陈怡卉 龚燕锋
血小板/淋巴细胞比值(platelet to lymphocyte ratio,PLR)是血小板计数与淋巴细胞绝对值的比值,是反映炎症和血栓形成水平的血液学指标,最初是作为一种全身炎症生物标志物来预测肿瘤疾病的预后。心血管疾病是一种可预防的疾病,也是造成全人类健康损害的主要原因之一。已有研究表明炎症与心血管疾病的病理生理机制有关,PLR被证明与急性冠脉综合征(ACS)、心力衰竭(HF)、冠状动脉扩张症(CAE)及心房颤动(AF)等心血管疾病的严重程度和预后等相关。本文就PLR与心血管系统疾病的相关临床研究作一综述。
心血管疾病是非传染性疾病的主要原因,并且是全球最大的单一死因[1]。每年约有1800万人死于心血管疾病,占所有非传染性疾病死亡人数的一半[2]。为减轻心血管疾病造成的负担和损害,我们正积极探索各种指标与心血管疾病风险之间的相关性,以帮助识别需要早期干预的高危人群。缺血性心脏病和卒中是导致心血管疾病负担的两种主要疾病[3],其主要原因是动脉粥样硬化。动脉粥样硬化是一种全身性慢性炎症性血管疾病,血栓形成、氧化应激和内皮损伤可能是潜在的致病机制[4]。研究表明,在动脉粥样硬化的发展过程中,免疫和炎症反应之间存在着深刻的联系[5]。构成免疫系统的白细胞,包括淋巴细胞、中性粒细胞、单核细胞和巨噬细胞,在动脉粥样硬化中发挥着不同的作用,中性粒细胞可以通过激活巨噬细胞、促进单核细胞募集和细胞毒性来加速动脉粥样硬化的各个阶段,而淋巴细胞则调节炎症反应,因此具有抗动脉粥样硬化的作用[6]。另外,血小板黏附在血管壁上以增强白细胞聚集并在白细胞侵入动脉粥样硬化斑块之前启动动脉粥样硬化的进展。

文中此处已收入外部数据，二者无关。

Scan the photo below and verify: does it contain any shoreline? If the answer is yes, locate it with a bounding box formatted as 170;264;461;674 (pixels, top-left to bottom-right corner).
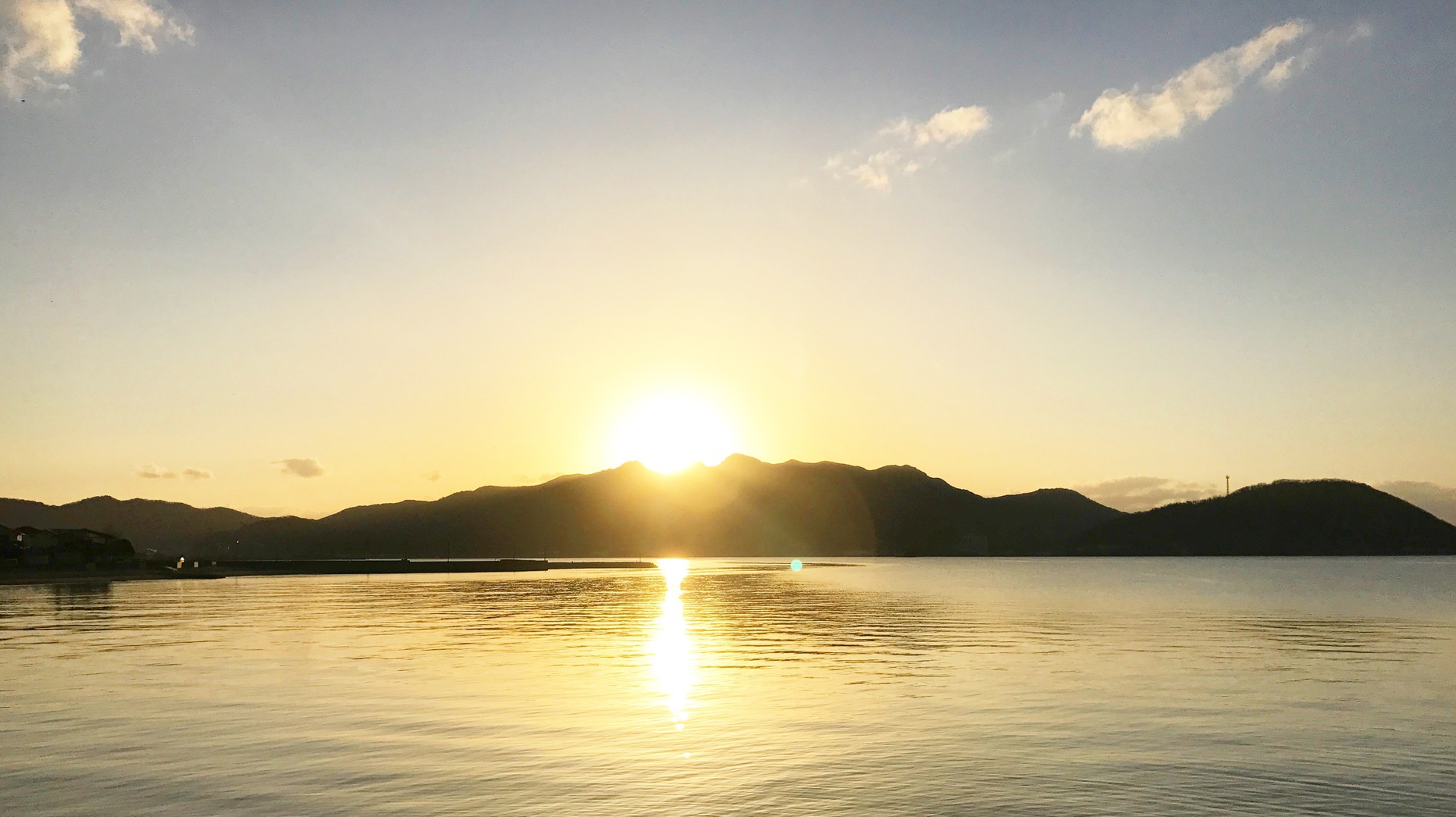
0;559;657;587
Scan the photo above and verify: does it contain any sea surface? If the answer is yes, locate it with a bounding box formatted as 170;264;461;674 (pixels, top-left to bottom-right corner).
0;558;1456;817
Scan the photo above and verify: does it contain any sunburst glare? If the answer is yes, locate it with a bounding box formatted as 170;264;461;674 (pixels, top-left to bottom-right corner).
648;559;697;730
611;394;734;473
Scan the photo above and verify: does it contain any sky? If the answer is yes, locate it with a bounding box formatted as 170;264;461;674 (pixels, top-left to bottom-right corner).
0;0;1456;519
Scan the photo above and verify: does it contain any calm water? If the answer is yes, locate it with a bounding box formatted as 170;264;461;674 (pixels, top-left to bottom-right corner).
0;559;1456;815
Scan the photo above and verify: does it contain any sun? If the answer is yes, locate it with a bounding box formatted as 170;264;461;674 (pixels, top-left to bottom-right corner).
613;394;734;473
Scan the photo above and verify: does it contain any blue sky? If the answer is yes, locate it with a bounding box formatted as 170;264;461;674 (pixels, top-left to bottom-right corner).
0;0;1456;512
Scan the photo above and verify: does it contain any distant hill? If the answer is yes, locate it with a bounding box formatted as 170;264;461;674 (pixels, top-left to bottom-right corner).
204;455;1121;558
1072;479;1456;556
0;497;261;552
11;469;1456;559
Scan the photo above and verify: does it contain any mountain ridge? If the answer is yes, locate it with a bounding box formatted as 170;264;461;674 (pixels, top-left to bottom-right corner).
0;455;1456;559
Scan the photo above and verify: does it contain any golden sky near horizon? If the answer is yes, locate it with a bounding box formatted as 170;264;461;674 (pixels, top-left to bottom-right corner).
0;0;1456;514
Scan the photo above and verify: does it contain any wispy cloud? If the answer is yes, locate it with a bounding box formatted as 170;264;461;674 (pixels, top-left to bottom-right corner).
1072;20;1313;150
1376;480;1456;524
1076;476;1220;511
274;457;323;478
0;0;192;99
137;463;212;479
824;105;991;192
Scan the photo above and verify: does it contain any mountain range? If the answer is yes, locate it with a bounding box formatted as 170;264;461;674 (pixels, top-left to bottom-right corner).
0;455;1456;559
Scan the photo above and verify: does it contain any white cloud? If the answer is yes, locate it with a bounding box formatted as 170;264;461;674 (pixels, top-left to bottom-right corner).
914;105;991;147
137;463;212;479
824;105;991;191
0;0;192;99
1072;20;1309;150
274;457;323;478
1259;47;1318;91
1076;476;1220;511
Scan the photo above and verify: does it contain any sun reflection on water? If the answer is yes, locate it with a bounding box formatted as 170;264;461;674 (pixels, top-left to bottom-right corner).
648;559;697;730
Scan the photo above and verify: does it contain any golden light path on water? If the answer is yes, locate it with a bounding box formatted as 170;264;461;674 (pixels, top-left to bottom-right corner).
648;559;697;730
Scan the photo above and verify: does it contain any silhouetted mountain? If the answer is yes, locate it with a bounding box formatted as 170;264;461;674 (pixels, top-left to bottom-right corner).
0;497;259;552
204;455;1121;558
1073;479;1456;556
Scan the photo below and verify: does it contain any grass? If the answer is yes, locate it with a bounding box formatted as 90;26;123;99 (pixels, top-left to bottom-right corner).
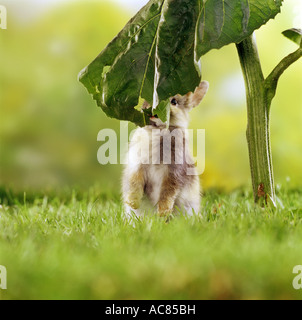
0;185;302;299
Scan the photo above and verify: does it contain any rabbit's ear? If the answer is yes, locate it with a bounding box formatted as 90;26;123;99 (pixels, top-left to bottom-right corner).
190;81;209;108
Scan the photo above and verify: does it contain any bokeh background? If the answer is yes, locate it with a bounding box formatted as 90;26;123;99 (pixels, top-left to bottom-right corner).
0;0;302;192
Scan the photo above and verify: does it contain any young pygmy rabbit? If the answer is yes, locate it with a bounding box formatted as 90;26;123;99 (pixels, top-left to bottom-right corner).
122;81;209;217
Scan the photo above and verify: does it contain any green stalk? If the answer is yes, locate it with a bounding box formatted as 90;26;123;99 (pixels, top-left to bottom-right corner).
236;35;302;206
236;36;276;206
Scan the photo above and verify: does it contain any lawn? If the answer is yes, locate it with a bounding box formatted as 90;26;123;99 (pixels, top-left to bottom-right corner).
0;188;302;299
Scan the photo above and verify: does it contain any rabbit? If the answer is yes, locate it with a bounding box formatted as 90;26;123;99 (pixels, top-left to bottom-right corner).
122;81;209;218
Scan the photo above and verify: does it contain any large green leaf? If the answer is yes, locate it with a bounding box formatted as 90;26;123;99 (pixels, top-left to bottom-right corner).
79;0;282;125
282;28;302;47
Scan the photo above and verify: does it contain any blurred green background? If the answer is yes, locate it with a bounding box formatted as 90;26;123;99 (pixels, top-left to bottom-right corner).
0;0;302;191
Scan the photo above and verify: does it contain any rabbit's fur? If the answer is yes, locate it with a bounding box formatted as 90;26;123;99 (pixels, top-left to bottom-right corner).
122;81;209;217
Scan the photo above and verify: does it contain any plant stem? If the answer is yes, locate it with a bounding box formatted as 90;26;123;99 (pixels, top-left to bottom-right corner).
236;36;276;206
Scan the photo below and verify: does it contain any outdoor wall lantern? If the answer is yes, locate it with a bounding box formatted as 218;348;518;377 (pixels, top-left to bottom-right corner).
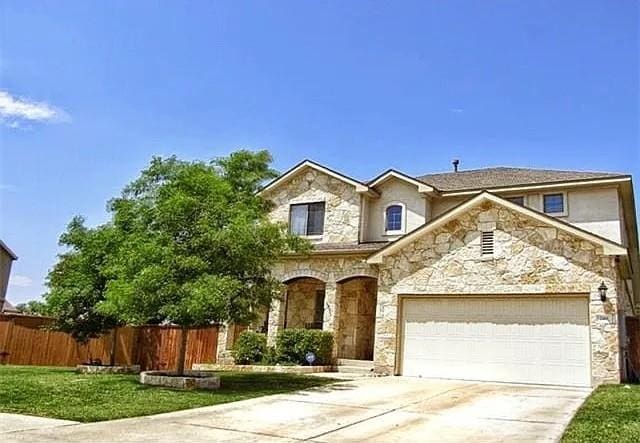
598;281;609;302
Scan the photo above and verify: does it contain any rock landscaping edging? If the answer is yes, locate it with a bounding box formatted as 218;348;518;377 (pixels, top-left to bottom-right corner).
193;363;335;374
140;370;220;390
76;365;140;374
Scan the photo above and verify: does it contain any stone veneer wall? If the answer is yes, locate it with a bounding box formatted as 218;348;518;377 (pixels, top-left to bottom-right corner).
374;202;619;385
268;254;378;350
264;169;360;243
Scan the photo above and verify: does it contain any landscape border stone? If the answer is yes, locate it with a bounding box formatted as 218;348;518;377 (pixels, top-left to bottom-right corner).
140;370;220;390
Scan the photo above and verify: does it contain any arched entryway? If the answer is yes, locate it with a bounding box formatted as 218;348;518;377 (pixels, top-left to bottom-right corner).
336;277;378;360
283;277;325;329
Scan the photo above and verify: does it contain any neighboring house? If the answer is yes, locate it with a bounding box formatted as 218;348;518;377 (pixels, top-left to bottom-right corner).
219;161;640;386
0;240;18;312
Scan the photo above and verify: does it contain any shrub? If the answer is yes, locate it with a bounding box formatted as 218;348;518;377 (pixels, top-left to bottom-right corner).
231;331;267;365
276;329;333;365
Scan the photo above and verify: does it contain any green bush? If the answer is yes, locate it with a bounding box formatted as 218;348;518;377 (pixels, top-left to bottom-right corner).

ACS包括一组由急性缺血和(或)心肌坏死引起的不同临床病症,可能表现为不稳定型心绞痛、心电图(electrocardiogram,ECG)上无或伴有ST段抬高的急性心肌梗死,或突然心源性死亡。ACS是由动脉粥样硬化斑块破裂或侵蚀引起的危及生命的表现,通常由急性血栓形成加速,伴或不伴有血管收缩,导致血流突然和严重的减少。在动脉粥样硬化斑块破裂的复杂过程中,炎症已被证明是一个关键的病理生理因素。白细胞、巨噬细胞、功能失调的内皮细胞和内膜平滑肌细胞等在此过程中起主要作用[7]。

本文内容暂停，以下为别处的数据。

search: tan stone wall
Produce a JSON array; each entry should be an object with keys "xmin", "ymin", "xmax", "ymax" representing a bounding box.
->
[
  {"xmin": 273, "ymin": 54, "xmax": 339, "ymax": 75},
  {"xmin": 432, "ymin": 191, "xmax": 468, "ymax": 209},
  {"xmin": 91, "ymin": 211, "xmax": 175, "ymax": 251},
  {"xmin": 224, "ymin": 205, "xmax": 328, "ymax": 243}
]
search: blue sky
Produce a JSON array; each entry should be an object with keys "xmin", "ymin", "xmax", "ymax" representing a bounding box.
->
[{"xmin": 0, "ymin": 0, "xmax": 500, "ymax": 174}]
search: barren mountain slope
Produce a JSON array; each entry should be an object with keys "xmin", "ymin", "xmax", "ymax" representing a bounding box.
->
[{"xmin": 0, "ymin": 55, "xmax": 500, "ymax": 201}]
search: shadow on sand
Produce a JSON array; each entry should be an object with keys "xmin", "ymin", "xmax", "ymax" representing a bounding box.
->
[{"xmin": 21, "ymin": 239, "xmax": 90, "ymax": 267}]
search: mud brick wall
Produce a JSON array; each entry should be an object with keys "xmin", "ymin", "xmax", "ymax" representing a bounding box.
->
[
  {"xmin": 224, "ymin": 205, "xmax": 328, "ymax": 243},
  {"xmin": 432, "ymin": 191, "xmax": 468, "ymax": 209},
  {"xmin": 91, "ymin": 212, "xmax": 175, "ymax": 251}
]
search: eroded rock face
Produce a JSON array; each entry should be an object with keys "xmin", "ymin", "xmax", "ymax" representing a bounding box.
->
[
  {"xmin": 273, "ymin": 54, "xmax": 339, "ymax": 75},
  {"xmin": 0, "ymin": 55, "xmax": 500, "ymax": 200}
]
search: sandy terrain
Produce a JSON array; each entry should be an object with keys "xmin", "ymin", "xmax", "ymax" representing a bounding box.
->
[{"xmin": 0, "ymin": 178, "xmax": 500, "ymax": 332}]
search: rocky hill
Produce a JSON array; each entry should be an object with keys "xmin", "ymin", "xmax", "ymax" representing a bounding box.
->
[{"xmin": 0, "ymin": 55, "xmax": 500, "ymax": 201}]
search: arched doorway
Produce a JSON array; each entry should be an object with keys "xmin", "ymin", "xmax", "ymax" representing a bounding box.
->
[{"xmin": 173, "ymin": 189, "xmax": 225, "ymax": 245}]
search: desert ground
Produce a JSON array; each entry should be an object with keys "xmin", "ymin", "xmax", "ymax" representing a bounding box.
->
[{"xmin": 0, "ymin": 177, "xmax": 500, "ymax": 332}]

Kazem等[8]纳入了681例美国维也纳综合医院住院的ACS病人,发现PLR与心血管病死亡率之间存在强烈且独立的关联。另有Cox回归分析表明,高水平的PLR是5年死亡率的独立预测因子[9]。一项纳入10项研究共涉及8932例ACS病人的荟萃分析表明,PLR水平较高的病人院内不良结局和长期不良结局的风险显著增加[10]。较高的PLR与ACS较差的预后之间关联的潜在机制可能是多方面的。一方面,较高的血小板计数既是炎症反应的结果,也是炎症反应的诱发因素,巨核细胞可以被几种炎症介质刺激并呈现加速增殖,进而使血小板生成增加[11]。另一方面,血小板可释放血栓素等介质,促进单核细胞的黏附和迁移,导致炎症加重和斑块稳定性减弱,从而促进动脉粥样硬化的进展。此外,血小板在稳态和血栓形成过程中的促凝作用也可促进动脉血栓的进展[12-13]。相反,缺血和再灌注心肌中升高的淋巴细胞可以调节单核细胞表型转化并诱导组织基质金属蛋白酶-1产生抑制剂,从而增加ACS病人的斑块稳定性[14]。

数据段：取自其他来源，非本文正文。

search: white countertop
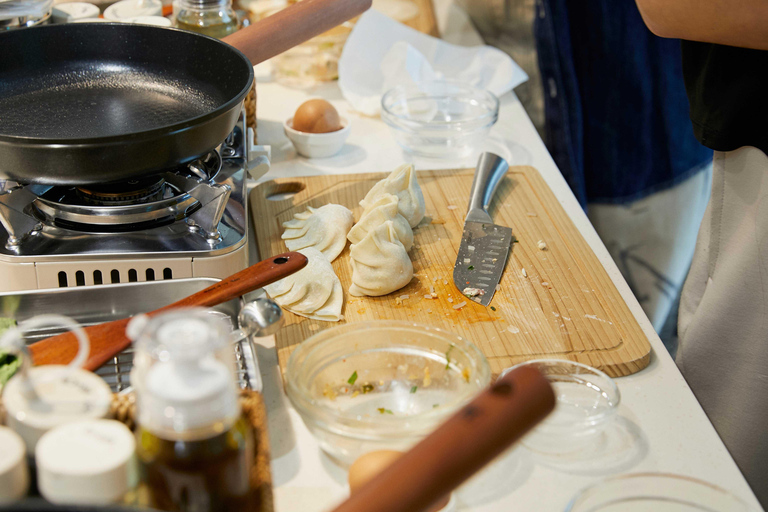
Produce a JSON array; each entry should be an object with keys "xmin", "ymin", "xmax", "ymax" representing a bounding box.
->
[{"xmin": 246, "ymin": 0, "xmax": 762, "ymax": 512}]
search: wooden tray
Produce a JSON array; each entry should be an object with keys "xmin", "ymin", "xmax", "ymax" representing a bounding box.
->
[{"xmin": 251, "ymin": 166, "xmax": 650, "ymax": 377}]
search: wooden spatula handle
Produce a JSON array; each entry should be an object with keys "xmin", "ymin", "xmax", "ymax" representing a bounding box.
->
[
  {"xmin": 224, "ymin": 0, "xmax": 371, "ymax": 66},
  {"xmin": 334, "ymin": 367, "xmax": 555, "ymax": 512},
  {"xmin": 29, "ymin": 252, "xmax": 307, "ymax": 370}
]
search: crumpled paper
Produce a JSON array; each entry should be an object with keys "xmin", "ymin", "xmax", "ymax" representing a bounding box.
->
[{"xmin": 339, "ymin": 10, "xmax": 528, "ymax": 116}]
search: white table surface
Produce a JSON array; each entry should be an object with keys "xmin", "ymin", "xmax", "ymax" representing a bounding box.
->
[{"xmin": 251, "ymin": 0, "xmax": 762, "ymax": 512}]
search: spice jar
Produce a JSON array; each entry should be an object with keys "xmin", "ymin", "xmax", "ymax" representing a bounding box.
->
[
  {"xmin": 0, "ymin": 315, "xmax": 112, "ymax": 456},
  {"xmin": 128, "ymin": 309, "xmax": 258, "ymax": 512},
  {"xmin": 173, "ymin": 0, "xmax": 240, "ymax": 39}
]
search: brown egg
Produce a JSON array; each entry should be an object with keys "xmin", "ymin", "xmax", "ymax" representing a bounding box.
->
[
  {"xmin": 293, "ymin": 99, "xmax": 341, "ymax": 133},
  {"xmin": 348, "ymin": 450, "xmax": 451, "ymax": 512}
]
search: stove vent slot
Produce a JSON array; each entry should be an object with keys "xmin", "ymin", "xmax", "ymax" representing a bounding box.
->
[{"xmin": 36, "ymin": 260, "xmax": 195, "ymax": 291}]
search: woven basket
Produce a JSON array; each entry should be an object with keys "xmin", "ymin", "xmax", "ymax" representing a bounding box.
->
[{"xmin": 0, "ymin": 390, "xmax": 274, "ymax": 512}]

HF被定义为一种复杂的临床综合征,它可能由任何结构性或功能性心脏疾病导致,最终会损害心室充盈或射血的能力。患病率随着年龄的增长而增加,对HF病人管理采取适当的方法需要了解促进其发展的机制和促发因素[15]。炎症对心脏功能有不良影响,可导致HF进一步发展。过去从体外和体内研究中收集的证据均表明,多种免疫系统机制导致HF病人出现收缩功能障碍和进行性结构变化[16-17]。
几项研究表明,PLR在HF病人中明显升高[18-19]。PLR和HF之间关联的机制尚不清楚,一种可能的机制是炎症反应增加。炎症反应在HF的发病机制和进展中起着核心作用,其可通过不同的途径促进心肌纤维化和重塑[20]。血小板富含促炎因子并能够释放高活性微粒,血小板计数的波动反映了非特异性炎症性血小板生成,反应性细胞从骨髓大量释放到血流中,它们迁移到炎症部位并在炎症部位过度消耗,通过与抗血小板抗体结合而被破坏。炎症状态使白细胞活化,从而分泌多种细胞因子,包括白细胞介素-6、肿瘤坏死因子-α和C反应蛋白等,这些细胞因子对心肌细胞有腐蚀作用,而血小板与白细胞相互作用可促进炎症因子的释放,导致左心室泵功能下降,继而发生HF[21-22]。另一方面,淋巴细胞通过表达金属蛋白酶-1的组织抑制剂充当保护因子,由于下丘脑-垂体-肾上腺轴的激活,HF诱导的皮质醇分泌可能导致淋巴细胞计数减少,最终导致HF病人的存活率下降[23]。这两个参数的组合即血小板计数升高和淋巴细胞计数降低,促使PLR升高,从而可以预测HF病人的主要不良后果。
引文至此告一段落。